The purpose of a textbook originally was to deliver content during a time of information scarcity.  We can no longer think of the textbook as serving this purpose. Teachers who rely solely on a textbook to deliver content in this century are not preparing students to deal with the realities of information abundance (overload!) – and the skills needed to deal with that – how to efficiently and effectively locate, evaluate, and synthesize information.  This also includes new literacy skills needed to effectively navigate, read, comprehend, and decode online content.  Continuing to spoon feed information to students through lecture and textbook (whether it is print or electronic) and failing to plan for a way to move beyond this delivery of knowledge and content method will be disastrous for our students.

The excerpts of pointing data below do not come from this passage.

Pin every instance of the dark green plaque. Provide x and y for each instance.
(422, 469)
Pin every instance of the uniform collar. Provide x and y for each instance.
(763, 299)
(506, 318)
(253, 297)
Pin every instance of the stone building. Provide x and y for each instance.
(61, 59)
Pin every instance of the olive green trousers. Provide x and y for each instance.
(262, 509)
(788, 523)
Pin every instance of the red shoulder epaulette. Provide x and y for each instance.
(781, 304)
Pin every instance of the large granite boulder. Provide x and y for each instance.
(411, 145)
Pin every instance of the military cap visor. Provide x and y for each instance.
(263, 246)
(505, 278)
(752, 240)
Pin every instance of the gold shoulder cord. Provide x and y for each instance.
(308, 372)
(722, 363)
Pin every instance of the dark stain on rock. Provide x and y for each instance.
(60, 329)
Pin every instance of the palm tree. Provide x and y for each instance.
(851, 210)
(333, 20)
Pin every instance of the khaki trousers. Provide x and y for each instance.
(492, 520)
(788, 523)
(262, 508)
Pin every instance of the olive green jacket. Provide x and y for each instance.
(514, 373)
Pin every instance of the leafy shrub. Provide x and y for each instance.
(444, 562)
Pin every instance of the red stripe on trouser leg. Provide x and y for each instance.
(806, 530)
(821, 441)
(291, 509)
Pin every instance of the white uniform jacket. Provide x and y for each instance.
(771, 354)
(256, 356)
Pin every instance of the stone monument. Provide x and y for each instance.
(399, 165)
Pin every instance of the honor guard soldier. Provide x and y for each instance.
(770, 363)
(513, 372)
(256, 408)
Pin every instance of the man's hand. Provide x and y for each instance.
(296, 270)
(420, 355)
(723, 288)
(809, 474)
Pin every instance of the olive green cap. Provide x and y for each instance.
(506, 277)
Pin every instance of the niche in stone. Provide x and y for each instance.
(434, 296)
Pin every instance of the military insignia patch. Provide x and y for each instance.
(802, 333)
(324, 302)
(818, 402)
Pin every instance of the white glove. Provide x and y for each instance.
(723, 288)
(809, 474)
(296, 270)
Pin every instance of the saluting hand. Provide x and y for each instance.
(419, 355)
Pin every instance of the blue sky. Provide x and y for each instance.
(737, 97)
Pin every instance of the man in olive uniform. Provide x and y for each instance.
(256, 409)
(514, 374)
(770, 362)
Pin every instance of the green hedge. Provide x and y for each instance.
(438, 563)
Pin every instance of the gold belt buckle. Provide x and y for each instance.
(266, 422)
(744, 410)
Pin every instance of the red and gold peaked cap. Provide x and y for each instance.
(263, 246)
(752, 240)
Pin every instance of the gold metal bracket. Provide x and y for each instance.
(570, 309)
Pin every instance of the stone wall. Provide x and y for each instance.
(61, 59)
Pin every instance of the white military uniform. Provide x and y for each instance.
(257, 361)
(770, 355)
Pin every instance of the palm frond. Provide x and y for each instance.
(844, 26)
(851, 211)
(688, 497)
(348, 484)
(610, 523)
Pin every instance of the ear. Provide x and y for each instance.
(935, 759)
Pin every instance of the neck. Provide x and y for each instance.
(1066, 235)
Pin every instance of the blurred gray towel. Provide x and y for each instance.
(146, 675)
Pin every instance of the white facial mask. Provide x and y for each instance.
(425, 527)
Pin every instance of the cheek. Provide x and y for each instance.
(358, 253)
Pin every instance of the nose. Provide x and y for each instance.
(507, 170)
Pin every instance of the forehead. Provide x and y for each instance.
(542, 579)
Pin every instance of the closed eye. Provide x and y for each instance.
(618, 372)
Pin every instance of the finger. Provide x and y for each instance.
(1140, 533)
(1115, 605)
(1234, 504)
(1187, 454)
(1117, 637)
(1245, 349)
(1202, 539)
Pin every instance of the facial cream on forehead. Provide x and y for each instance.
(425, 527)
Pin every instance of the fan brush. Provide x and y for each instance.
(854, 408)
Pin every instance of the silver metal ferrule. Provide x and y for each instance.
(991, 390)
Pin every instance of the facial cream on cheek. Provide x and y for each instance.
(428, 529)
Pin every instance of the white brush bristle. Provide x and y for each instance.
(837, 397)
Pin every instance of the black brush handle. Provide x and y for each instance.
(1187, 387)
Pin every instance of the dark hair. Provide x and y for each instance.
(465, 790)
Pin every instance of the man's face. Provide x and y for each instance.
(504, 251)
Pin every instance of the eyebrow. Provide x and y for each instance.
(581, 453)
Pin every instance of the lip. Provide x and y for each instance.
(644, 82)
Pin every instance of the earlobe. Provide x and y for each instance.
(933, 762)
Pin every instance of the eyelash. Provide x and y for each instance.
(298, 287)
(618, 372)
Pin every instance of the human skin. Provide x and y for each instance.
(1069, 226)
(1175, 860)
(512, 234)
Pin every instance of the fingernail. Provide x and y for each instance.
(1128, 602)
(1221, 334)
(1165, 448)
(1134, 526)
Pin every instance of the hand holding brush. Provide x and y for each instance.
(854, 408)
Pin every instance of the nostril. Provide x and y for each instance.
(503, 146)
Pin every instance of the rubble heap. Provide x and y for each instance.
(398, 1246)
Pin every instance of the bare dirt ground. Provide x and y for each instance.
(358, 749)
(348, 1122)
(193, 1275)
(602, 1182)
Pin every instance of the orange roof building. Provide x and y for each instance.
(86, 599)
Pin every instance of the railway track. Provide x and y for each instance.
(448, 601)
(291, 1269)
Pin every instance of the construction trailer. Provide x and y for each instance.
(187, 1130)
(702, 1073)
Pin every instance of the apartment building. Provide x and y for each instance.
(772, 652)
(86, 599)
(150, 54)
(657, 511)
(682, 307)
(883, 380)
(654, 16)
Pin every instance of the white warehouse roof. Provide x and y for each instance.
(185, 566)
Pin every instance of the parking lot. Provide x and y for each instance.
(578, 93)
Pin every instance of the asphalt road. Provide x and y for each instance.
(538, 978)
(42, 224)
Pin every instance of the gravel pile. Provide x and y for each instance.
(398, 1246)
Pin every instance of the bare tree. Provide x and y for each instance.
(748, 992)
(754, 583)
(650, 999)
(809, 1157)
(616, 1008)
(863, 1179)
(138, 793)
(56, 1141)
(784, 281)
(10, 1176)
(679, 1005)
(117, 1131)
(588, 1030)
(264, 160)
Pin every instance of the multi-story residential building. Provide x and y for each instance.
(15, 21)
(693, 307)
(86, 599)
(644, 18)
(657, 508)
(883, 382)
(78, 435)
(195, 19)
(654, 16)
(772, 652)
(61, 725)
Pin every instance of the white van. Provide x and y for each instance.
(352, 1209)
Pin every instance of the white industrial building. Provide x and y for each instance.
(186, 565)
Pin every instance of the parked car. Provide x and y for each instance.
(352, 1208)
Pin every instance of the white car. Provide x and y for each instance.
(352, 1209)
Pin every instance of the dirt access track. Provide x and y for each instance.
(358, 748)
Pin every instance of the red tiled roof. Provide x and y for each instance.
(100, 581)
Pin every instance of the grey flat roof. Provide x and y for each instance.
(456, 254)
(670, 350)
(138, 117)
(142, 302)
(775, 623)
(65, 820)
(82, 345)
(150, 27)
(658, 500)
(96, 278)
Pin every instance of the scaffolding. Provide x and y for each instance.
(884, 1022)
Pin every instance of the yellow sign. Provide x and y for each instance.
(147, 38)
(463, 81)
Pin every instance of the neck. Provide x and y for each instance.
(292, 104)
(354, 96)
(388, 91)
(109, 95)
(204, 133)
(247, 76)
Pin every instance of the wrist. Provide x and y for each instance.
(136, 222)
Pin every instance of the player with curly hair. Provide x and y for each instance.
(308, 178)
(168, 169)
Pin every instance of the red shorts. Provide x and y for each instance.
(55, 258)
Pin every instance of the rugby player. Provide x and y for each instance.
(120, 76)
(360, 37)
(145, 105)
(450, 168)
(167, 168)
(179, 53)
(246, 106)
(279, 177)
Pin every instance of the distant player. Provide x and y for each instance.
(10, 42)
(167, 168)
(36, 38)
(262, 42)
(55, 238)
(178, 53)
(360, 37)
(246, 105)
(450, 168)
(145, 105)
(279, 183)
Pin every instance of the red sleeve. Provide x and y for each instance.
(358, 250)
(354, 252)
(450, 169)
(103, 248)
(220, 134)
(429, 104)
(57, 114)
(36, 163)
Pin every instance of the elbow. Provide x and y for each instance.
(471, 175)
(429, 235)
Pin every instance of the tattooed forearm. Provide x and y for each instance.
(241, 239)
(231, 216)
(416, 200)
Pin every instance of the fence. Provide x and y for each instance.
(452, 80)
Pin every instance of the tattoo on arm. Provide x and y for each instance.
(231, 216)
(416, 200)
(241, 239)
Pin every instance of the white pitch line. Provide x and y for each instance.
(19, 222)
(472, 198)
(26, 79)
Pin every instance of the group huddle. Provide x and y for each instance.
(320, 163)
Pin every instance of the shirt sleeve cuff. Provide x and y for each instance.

It is my hope that school districts will keep the recommendations in SETDA’s report in mind as they pursue not necessarily just “etextbooks” – but a larger possibility of what learning might look like if students have access to multiple digital content sources. As we explore blended learning, curating resources (by both teachers AND students) and begin exploring concepts such as personalized learning (or as Will Richardson says —PERSONAL learning), we should be creating processes and practices for students to access information and to learn from multiple sources: online, print, face-to-face (or virtual face-to-face) with experts, and in context through virtual or actual field trips to museums and historic places.  While we are at it, we need  to make sure  active learning and real-world problem solving are not just an occasional event, but are the expectation for all students.  Technology makes it possible.

Will Richardson states in his wonderful new book, Why School:

“As globalization and connectedness ramp up, traditional definitions of employment are being rewritten. Based on existing trends some now predict the year 2020 will see 56 to 70 million freelancers, consultants, and independent workers representing more than half of all US employees. That is four times the number today.”

The problem is, today’s schools are still preparing students for work in the last century –not this one.  If we continue down this path, or  settle for simply replacing a print textbook with an electronic one, we will not be preparing today’s students for this workforce reality.

Now is the time. Schools, districts, and state departments of education are all to come up with a plan for digital textbooks. Let’s recognize that textbooks –print or electronic – won’t provide the transformation in learning that our students so desperately need. Let’s use this opportunity  to come up with a plan to re-imagine what learning should look like to prepare students for working in this century.